Presentation #338.06 in the session Exoplanet Formation of Planets and Protoplanetary Disks II.

Published onJun 29, 2022
Gap in the Solar System’s Proto-Planetary Disk Is Further Evidence Confirming Similarly Located Gap in the Distribution of Exoplanet Semi-Major Axes

The recent discovery of a gap dividing the solar system’s protoplanetary disk (SS’s PPD) into two peaks is further evidence of a similarly located gap in the distribution of exoplanet semi-major axes a. This Peak-Gap-Peak (PGP) feature is found in the distribution of a of exoplanets hosted by the single stars that have roughly solar mass (under 0.8 to over 1.2 Msun), and have the same or higher metallicity than the sun. The exoplanet PGP feature has been published before the presentation of the gap in the SS’s PPD. This gap is present for planets of single stars, but appears partially filled for planets of stars with stellar companions. It might be expected that a stellar companion induces migration that would remove features. The gap in the solar system’s PPD is reported to be closer than 3 AU, while for exoplanets of solar-mass stars the gap in exoplanet a extends from the end of an inner peak at 1.5 AU to a well-defined sudden dramatic pileup starting at 1.9 AU. We are now reporting finding that the semi-major axis of this feature appears to scale with the square root of stellar mass.

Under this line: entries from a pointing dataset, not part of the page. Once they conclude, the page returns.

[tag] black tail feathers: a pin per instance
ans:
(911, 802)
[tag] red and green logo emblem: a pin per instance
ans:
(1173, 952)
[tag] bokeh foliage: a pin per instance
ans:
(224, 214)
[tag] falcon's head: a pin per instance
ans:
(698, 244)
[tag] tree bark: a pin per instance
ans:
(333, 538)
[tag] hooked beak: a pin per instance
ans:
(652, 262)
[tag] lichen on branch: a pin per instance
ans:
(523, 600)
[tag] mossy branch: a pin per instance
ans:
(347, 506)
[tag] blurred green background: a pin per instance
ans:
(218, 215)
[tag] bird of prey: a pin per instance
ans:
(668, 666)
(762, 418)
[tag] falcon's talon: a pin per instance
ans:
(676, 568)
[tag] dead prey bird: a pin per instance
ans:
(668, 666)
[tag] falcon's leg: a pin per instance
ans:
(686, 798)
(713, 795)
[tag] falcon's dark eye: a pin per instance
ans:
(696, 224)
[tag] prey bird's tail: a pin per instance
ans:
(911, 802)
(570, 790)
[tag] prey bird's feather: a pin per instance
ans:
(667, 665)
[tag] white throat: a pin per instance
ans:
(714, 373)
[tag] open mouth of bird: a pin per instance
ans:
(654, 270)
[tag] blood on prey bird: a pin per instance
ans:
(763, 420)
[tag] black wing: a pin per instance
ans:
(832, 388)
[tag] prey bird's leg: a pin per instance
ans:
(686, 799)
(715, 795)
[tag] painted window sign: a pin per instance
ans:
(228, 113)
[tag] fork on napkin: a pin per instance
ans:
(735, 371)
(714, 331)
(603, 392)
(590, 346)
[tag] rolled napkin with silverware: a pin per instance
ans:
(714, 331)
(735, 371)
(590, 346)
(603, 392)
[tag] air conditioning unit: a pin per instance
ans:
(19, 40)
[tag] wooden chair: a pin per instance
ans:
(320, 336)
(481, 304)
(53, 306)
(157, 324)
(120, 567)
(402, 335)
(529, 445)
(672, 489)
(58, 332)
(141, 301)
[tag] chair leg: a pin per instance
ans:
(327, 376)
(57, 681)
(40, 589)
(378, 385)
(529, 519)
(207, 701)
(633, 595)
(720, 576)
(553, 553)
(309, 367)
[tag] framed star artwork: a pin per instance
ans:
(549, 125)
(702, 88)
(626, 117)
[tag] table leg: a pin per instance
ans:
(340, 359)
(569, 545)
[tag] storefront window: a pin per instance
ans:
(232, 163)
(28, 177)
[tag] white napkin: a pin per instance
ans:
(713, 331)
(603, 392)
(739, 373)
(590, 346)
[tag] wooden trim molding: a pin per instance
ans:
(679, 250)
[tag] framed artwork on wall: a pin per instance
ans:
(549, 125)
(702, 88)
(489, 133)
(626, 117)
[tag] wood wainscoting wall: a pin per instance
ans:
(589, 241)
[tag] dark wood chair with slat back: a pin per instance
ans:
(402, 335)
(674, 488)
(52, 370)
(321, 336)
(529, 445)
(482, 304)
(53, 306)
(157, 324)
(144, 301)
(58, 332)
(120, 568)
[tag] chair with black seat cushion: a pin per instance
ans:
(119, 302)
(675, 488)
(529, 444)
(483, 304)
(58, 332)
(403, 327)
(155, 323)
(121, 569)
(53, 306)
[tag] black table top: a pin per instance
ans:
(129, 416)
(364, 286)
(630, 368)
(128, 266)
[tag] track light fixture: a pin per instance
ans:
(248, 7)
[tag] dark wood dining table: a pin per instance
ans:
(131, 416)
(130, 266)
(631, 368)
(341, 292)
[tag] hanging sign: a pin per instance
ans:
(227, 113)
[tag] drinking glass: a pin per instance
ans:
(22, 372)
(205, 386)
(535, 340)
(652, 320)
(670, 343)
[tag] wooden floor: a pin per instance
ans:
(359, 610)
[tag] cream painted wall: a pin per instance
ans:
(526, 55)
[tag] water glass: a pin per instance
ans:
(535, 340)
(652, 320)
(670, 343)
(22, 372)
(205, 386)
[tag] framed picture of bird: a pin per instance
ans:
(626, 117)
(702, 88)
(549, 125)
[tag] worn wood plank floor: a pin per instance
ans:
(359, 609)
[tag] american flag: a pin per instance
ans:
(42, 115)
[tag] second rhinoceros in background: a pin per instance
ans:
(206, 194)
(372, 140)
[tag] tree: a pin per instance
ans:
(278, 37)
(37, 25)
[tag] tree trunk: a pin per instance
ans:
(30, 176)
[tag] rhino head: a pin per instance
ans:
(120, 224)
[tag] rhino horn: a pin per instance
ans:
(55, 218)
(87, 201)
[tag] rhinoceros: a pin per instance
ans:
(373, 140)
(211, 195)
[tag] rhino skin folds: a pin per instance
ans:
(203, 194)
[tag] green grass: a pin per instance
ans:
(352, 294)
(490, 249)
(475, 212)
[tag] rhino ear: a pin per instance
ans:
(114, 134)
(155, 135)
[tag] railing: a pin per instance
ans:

The two results taken together suggest that planets of stars that are similar to the sun or with higher metallicity may generally start their evolution with a gap in this range, likely associated with a snow line. Recent observations evidence a snow-line closer to 2 AU.

To best promote study of features of the distribution of exoplanets, we propose that the study of planetary system architectures and demographics be organized in the form of a new additional section of an exoplanet catalog, which would include results on exoplanet occurrence distributions and findings of features and correlations among exoplanet parameters.